Seguro que te ha pasado alguna vez. Te presentan a una
persona y al poco, sin saber muy bien la razón, terminas haciendo una
valoración sobre ella. No necesitas ni un minuto para tener esa primera
impresión. Su apariencia, sus gestos,
modales, su voz… pequeños detalles que conforman una imagen que acabas
catalogando de un modo u otro.
Puede que te sorprenda, pero los estudios nos dicen que, en
general, las personas somos bastante buenas en esos breves análisis que
perfilan las primeras impresiones. Sea como sea, habitualmente
disponemos de muy poco tiempo no solo para analizar a otros, sino para dar nosotros
mismos una buena impresión.
“Nunca hay una segunda oportunidad para causar una
primera buena impresión”
-Oscar Wilde-
Si la persona que tenemos ante nosotros la juzgamos como
amenazante y peligrosa, nuestra primera reacción será la huida. Las personas
necesitamos hacer evaluaciones instantáneas para tomar decisiones al
momento. En cierto modo, esos análisis aparentemente tan rápidos tienen
mucha relación con nuestra personalidad, con nuestros miedos y también con
nuestras necesidades. Bien es cierto que disponemos de esa parte instintiva –y
casi irracional- que nos indica al instante si algo es inofensivo o amenazante,
pero también pesa mucho nuestra propia experiencia.

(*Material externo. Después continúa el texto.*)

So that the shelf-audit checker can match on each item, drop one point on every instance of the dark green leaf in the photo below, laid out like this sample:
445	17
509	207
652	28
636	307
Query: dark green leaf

Puede que una persona pulcra y bien vestida te parezca
aséptica y superficial, puede que prefieras una imagen un tanto más informal
porque te da más cercanía y te recuerde a otros de tus amigos… rasgos todos
ellos que tienen mucho que ver con nuestra personalidad, y nuestro estilo
particular. Podríamos decir que nuestro cerebro está programado para
llegar a una rápida conclusión con muy poca información.
¿Cómo funciona la primera impresión?
Día a día nos llegan cientos, miles de estímulos. No tenemos
tiempo de procesarlos todos ni de desmenuzar todas esas informaciones al
milímetro. Entonces ¿cómo llegamos a ciertas decisiones?
De modo inconsciente.
Esa es la realidad, la mayoría de nuestras decisiones las tomamos de modo rápido y mediante
el inconsciente, ahí donde está archivados nuestros recuerdos,
nuestras sensaciones, nuestras experiencias, nuestra personalidad…

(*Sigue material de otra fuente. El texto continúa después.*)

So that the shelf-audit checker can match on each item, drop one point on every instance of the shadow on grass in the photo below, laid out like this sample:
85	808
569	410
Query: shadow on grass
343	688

El cerebro lo que hace es organizar la
información en categorías, y a partir de ahí hace comparaciones rápidas.
Muy rápidas y siempre con ayuda de las emociones. ¿Se parece esta persona a
alguien de nuestro pasado que nos hizo daño? ¿Ese tono de voz te es agradable?

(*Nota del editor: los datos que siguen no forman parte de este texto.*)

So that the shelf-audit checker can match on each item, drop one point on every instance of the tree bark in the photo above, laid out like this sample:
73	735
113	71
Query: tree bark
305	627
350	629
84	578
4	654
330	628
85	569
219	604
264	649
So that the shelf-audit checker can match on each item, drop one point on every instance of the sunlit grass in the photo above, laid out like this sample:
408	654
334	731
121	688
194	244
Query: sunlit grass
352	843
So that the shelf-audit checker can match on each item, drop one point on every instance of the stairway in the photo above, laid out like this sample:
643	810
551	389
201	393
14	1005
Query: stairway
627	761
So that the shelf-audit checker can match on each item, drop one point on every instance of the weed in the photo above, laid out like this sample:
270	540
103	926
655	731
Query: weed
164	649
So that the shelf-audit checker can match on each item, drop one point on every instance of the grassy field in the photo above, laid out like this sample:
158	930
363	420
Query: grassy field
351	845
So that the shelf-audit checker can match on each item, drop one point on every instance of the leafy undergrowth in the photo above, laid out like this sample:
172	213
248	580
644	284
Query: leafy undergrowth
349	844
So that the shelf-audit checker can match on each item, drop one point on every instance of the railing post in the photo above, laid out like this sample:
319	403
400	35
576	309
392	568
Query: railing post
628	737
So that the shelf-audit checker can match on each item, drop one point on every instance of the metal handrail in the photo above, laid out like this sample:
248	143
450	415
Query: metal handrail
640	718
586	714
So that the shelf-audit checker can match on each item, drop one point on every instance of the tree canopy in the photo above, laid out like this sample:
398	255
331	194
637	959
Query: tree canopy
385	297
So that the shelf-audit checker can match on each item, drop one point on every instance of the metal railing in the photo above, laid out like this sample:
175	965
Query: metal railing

¿Es su sonrisa tan sincera como la de nuestro
padre, o es tan falsa como la de nuestra vecina?
El efecto halo es un sesgo cognitivo muy común. Tiene
que ver con la influencia de nuestras percepciones, en juzgar las
cualidades de una persona a partir de nuestra primera impresión. Este término
lo acuñó el psicólogo Edward L. Thorndike en
1920, al darse cuenta de que las personas solemos sacar conclusiones globales
de grupos o etnias de personas, sin conocerlas de modo individual.